Maharani Jindan stayed in Nepal for the next twelve years. She was continuously hoping and planning to meet her son. Over these years, with ill health, grief and disappointment; she had gone weak and partially blind.
On the other hand, at the age of fifteen Maharaja Duleep Singh was taken to England and when he turned sixteen, demanded his Kingdom back as originally promised in The Treaty of Bhyrowal. He also wanted to bring back his mother from Nepal. The British suggested that he should wait until he is 21 before they return his Kingdom to him.
In 1861 the young Maharaja was adamant to visit India for tiger hunting and also meet his mother. Arrangements were made for the son and mother to meet in Calcutta at Spence’s hotel as neither Maharaja Duleep nor Maharani Jindan was allowed to enter Punjab.
On 16th January 1861, Maharani Jindan met her son after thirteen years. The Sikh Army came to know about their reunion, and started gathering in thousands outside their hotel with cries of ‘Bolo So Nihal, Sat Sri Akal!’. This perturbed the British who ordered Duleep to return to England immediately.
Duleep Singh noticing his mother’s condition and wanted to buy her a house in Calcutta, but she insisted on not leaving the sight of her son anymore. So, Maharaja Duleep Singh decided to take his mother back to England and asked for permission from the British.
The British reluctantly agreed, thinking that this frail and blind Maharani no longer posed any threat, and returned some of her jewels along with providing her with an allowance of 3000 pounds.
Once in England, with the help of Login, a separate house was made available for the Maharani. Staying close to her son brought her strength back. They spent most times together, and she started reminiscing about the former glories and splendours of the Sikh Empire. This prompted the young Maharaja to again raise with the British, the Treaty under which his empire was to be returned. Britishers felt that the arrival of the Maharani Jindan in England and being closer to her son was a miscalculated step, as she had reawakened her son’s royal heritage and inspired him to take back his lost kingdom.

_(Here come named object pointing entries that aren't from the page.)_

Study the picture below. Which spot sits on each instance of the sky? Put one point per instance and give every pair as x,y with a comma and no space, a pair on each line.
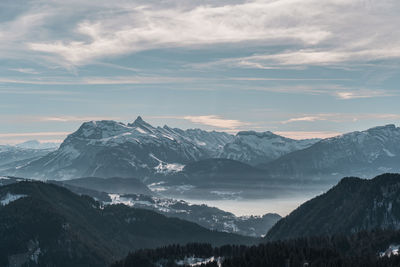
300,68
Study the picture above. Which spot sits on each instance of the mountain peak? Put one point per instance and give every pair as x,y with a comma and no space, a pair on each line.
139,119
385,127
139,122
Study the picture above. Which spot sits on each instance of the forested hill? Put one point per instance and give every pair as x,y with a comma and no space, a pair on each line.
44,224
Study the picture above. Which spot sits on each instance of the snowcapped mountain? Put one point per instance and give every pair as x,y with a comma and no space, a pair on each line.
109,148
365,154
34,144
256,148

In June 1862, Duleep Singh on the advice of his mother wrote a letter to Login that he has decided to return to India and requested Login to make the necessary arrangements. While Maharaja Duleep Singh was away on holiday in Scotland, Maharani Jindan on 1st August 1863 breathed her last at the age of forty-four. That same day in the morning Maharaja Duleep Singh had written the letter to Login saying that his mother had seemed better since her arrival in London and both wanted to return to Punjab. Maharaja Duleep Singh was inconsolable about his mother’s death and suspected foul play.
During those days, cremation was illegal in Britain and the maharani's remains were kept in the chapel for nearly a year while Duleep Singh arranged for transportation of her mortal remains to India. But neither her body nor her ashes were permitted to enter Punjab. Maharani Jindan’s cremation took place at Nasik in Central India.

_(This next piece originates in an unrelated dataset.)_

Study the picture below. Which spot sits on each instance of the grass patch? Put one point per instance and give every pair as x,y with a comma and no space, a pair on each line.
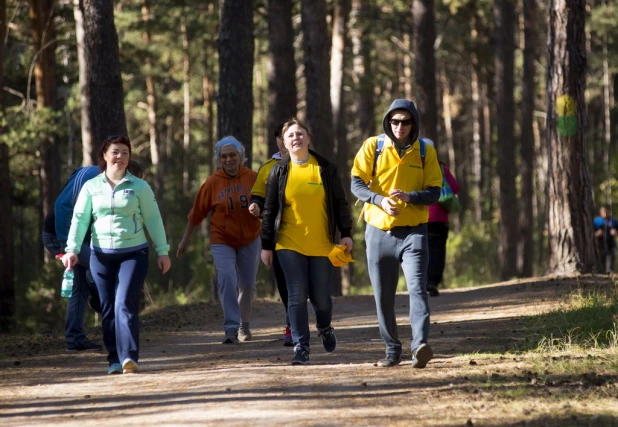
589,320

Maharani Jindan’s impact was profound on Maharaja Duleep Singh. This brave woman, before dying, made her son remember who he was and where his kingdom was. After that, Maharaja Duleep Singh re-embraced Sikhism. It was finally on 17th March 1924, that Maharani Jindan’sgranddaughter Princess Bamba, bought her ashes from Nasik and interred them in the memorial of Maharaja Ranjit Singh.
Maharani Jindan died and with her died the story of this indomitable lady. She was the last Maharani of Punjab, a true legend, and a woman who courageously stood up, eye to eye with the British until her very end.